In the fall of 1957 Giacometti was asked by the editors of the French magazine Arts to visit the great auto show which is held annually at Paris’s Grand Palais and to comment afterwards on the relation of the car to sculpture. Could the “beauty” of a car be compared, he was asked, to that of a statue? His essay in reply follows.
The other day I went over to the Salon de l’Automobile. I was at once caught up in the mixture of commercial rivalries, publicity-seeking display, money, class-consciousness, strife, luxury, and fashion. In all that surrounding frenzy, one is never quite sure what one is looking at. I was struck one minute by the head of a man peering in front of me; then by the peculiar walk of a woman. Spots of bright color danced before my eyes: red, green, yellow—ugly on the whole. Then I noticed the flowers strewn in front of the cars and a moment later found myself facing a huge, black, shiny monster, edged in silver. It made me think of a vast safe and raised visions of bank buildings, villas on the Cote d’Azur with old men sunk inside them, and the massive hoard of money behind all that.
One car reminded me of a drive through Paris in a car very much like it several years back. It had been a special drive in the company of a special person and all the sights and sounds attached to the event now suddenly returned to mind. Another car recalled a certain walk in the country, also quite awhile ago. Then, all at once, in that enormous hall I found myself gazing at the ceiling and thinking of the Gare de l’Est, of the Tour Eiffel, of the year 1900, and of Emile Zola.
It is always difficult to see a car as a whole. The eye is usually attracted to one aspect or another, caught now by a headlight—that great mechanical eye with the look of an optical instrument, a giant microscope. A car nearby looked like dribbling marmalade.

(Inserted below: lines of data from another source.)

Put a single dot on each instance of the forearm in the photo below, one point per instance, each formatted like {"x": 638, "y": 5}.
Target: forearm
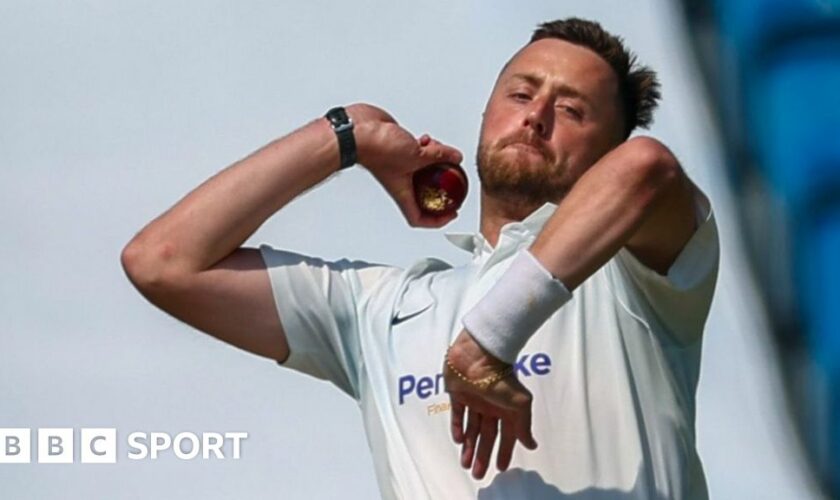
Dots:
{"x": 219, "y": 215}
{"x": 607, "y": 206}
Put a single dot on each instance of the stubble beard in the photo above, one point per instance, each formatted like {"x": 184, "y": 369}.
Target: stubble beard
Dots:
{"x": 516, "y": 177}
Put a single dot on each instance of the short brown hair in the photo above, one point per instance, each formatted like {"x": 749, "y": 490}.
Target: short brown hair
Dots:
{"x": 638, "y": 86}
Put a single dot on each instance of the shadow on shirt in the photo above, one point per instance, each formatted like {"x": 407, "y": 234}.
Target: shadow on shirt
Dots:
{"x": 519, "y": 483}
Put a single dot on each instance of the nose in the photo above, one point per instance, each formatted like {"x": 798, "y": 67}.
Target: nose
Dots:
{"x": 538, "y": 117}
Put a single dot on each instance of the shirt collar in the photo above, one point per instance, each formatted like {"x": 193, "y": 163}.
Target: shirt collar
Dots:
{"x": 531, "y": 225}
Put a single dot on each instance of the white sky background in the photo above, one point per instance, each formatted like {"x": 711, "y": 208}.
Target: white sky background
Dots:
{"x": 112, "y": 111}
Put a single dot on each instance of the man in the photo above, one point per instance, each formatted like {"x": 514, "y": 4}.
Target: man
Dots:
{"x": 589, "y": 285}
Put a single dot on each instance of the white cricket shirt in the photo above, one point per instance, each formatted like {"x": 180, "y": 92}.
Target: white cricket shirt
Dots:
{"x": 613, "y": 372}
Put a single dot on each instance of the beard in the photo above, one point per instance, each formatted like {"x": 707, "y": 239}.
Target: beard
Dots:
{"x": 517, "y": 176}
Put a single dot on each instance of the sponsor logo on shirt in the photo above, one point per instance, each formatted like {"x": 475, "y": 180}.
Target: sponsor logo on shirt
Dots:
{"x": 422, "y": 387}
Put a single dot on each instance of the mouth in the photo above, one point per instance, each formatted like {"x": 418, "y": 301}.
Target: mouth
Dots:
{"x": 527, "y": 147}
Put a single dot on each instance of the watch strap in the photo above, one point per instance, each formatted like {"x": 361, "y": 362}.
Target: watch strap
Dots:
{"x": 343, "y": 127}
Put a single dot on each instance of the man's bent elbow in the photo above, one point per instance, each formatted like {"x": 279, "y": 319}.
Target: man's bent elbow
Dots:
{"x": 147, "y": 267}
{"x": 651, "y": 167}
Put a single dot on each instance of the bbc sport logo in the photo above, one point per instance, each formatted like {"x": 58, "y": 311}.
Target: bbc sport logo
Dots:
{"x": 100, "y": 445}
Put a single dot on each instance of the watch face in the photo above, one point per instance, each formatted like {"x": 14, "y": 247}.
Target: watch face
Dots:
{"x": 337, "y": 116}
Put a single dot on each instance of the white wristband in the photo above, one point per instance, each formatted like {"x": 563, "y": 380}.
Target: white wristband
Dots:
{"x": 523, "y": 299}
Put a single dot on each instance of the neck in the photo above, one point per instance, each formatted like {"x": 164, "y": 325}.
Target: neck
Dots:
{"x": 496, "y": 212}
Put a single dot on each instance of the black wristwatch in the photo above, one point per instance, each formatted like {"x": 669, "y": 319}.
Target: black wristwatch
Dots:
{"x": 343, "y": 126}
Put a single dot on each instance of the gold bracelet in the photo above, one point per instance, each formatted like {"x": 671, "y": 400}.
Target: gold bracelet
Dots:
{"x": 483, "y": 383}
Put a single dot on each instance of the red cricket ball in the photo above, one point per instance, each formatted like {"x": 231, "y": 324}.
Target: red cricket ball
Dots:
{"x": 440, "y": 189}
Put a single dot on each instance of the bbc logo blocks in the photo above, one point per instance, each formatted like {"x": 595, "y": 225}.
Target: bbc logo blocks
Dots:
{"x": 56, "y": 445}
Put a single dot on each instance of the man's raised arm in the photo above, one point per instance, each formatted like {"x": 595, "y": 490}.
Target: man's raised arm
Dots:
{"x": 188, "y": 261}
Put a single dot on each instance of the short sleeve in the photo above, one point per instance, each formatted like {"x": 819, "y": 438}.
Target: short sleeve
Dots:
{"x": 318, "y": 304}
{"x": 680, "y": 299}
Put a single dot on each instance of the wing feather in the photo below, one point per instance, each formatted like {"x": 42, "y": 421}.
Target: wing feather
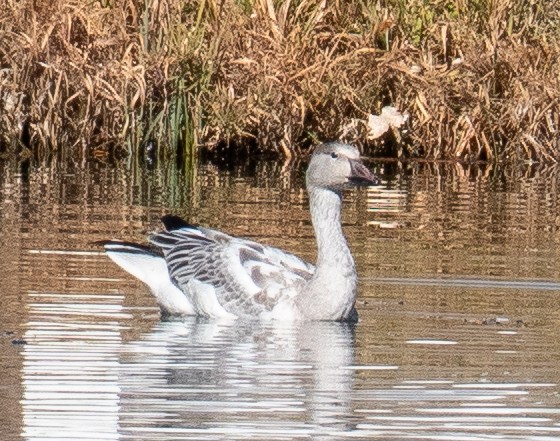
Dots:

I stopped before a running motor, fascinated as I always am by any machine in motion—as I was, before the war, by a certain calculating machine in a shop window on the Blvd. Malesherbes. I could never pass by there, on my way back from the Galleries on the rue La Boétie, without staring at it for long minutes at a time. It was a marvelous machine, much more extraordinary than the motor at the auto show.
Not for a second in all that long afternoon at the exhibit did I have any thought of sculpture. Yes..., I did once, at sight of a figure on the hood of an engine which was a small imitation of the Victory of Samothrace. As I came out—it was already half past eight in the evening and quite dark—I couldn’t find a taxi to take me home. By some strange coincidence there was nothing in the street but an old- fashioned carriage. I hailed the driver and set off. Stepping down a little while later at my door, I turned back to take a careful look at the carriage, the horse, and the driver, admiring the harmony between the three elements, the clarity and precision of the entire structure, each part contributing visibly to the flowing symmetry of the whole. I felt like drawing it there and then.